Mortgage arrears and home repossessions rise as interest rates rocket

Paloma Kubiak
Written By:
Paloma Kubiak
Posted:
Updated:
18/05/2023

Homeowner and buy-to-let mortgage arrears have increased in the first quarter of the year, with the latter experiencing increases of up to a third at some bands, the latest figures show.

According to UK Finance, there were 76,630 homeowner mortgages in arrears of 2.5% or more of the outstanding balance in the first three months of the year. This is 2% higher than the previous quarter.

Within that, 27,700, or around 36%, were at the lightest arrears band between 2.5% and 5% of the outstanding balance.

The report noted that this was a 5% increase on the prior quarter.

UK Finance said there were 7,030 buy-to-let mortgages in arrears of 2.5% or more of the outstanding balance in the first quarter of this year, which it said was a 16 per cent rise on the previous quarter.

Out of that total nearly half, 3,420, were in the lightest arrears band of 2.5% or 5% of the outstanding balance. This is a leap of a third compared to the prior quarter.

The report continued that 750 homeowner mortgaged properties were taken into possession in Q1 2023, which is up by 50% compared to the previous quarter.

Around 410 buy-to-let mortgaged properties were taken into possession in the first quarter of this year, a rise of 28% on the prior quarter.

Figures ‘crushing blow’ for FCA and BoE

Prooperty market experts were unsurprisingly downbeat about the findings.

Samuel Mather-Holgate of Mather and Murray Financial, said the data would “come as a crushing blow” to the Financial Conduct Authority and the Bank of England.

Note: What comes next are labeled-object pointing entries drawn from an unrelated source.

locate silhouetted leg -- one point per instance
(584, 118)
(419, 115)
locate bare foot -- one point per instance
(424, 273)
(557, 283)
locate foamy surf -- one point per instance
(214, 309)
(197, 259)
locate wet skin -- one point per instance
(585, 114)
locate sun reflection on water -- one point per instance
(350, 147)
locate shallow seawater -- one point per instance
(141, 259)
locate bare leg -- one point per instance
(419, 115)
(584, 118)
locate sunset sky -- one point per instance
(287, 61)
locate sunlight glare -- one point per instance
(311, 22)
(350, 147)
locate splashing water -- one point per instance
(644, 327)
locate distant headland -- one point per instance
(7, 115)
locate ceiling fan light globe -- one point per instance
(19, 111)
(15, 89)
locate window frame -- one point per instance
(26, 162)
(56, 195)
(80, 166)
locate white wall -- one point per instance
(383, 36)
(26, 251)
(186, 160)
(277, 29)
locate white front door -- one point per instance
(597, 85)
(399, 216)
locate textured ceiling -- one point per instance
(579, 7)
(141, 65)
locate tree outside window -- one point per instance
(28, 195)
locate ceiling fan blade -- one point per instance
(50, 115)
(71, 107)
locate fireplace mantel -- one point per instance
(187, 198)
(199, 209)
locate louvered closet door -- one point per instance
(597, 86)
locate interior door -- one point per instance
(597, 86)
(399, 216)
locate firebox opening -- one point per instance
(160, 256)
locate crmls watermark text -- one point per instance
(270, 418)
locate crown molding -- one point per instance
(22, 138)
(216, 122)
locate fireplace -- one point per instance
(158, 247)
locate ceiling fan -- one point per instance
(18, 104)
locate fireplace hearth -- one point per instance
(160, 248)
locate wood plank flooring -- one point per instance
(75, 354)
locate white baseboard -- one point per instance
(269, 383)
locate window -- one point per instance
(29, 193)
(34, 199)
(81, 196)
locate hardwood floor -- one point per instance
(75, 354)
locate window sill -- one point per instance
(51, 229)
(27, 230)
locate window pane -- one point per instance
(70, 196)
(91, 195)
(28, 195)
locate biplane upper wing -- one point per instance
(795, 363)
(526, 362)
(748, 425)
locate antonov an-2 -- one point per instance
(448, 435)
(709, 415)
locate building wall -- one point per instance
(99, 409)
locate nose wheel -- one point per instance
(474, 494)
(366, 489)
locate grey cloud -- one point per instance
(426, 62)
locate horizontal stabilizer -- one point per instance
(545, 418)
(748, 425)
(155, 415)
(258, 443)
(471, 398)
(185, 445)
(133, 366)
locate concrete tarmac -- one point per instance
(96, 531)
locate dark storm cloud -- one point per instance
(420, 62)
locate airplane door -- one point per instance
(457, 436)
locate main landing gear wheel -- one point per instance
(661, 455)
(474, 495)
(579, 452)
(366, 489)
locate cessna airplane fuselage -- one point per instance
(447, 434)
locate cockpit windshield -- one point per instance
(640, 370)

He said: “If anyone was considering how the affordability stress tests worked, it is now abundantly clear they don’t when rates rise this quickly. Repossession is the final stage of a long process, and these rose by 50% over the quarter. This unfortunately means there is more bad news to come.

“Considering the menial effect of higher interest rates on the type of inflation we have, the Bank of England should be ashamed of itself for creating the misery we are seeing and the crisis that is developing,” he added.

‘Talk to your lender’

Justin Moy, founder at EHF Mortgages, agreed that the “data does not make good reading”, but was adamant that lenders did not want to repossess and were looking for ways to help borrowers stay in their homes.

He said: “Some of this will be directly associated with higher mortgage rates, some will be the higher living costs that we are having to deal with. Mortgage lenders are legally obliged and genuinely wish to help borrowers who are in financial difficulty, and can put a variety of plans together to help in the short term, such as interest-only or lengthening the term.”

Moy added that a few of his clients with such challenges have been “very pleased and surprised when they have spoken to their lender”.

Talk to an adviser and get protection

Bob Singh, director of Chess Mortgages, highlighted the role of brokers in givin the right advise, especially aroudn the need for protection products.

He said: “The message here for those struggling is to take advice and communicate with lenders, who are very reasonable under these circumstances and repossession is often a last resort for them. Many lenders are missing out on the opportunity to design products and policies to help these borrowers.”

He said many lenders did not insist on income protection or life cover, so the “responsibility also falls on advisers to ensure the client takes out suitable redundancy/personal health insurance cover to ensure the income continues”.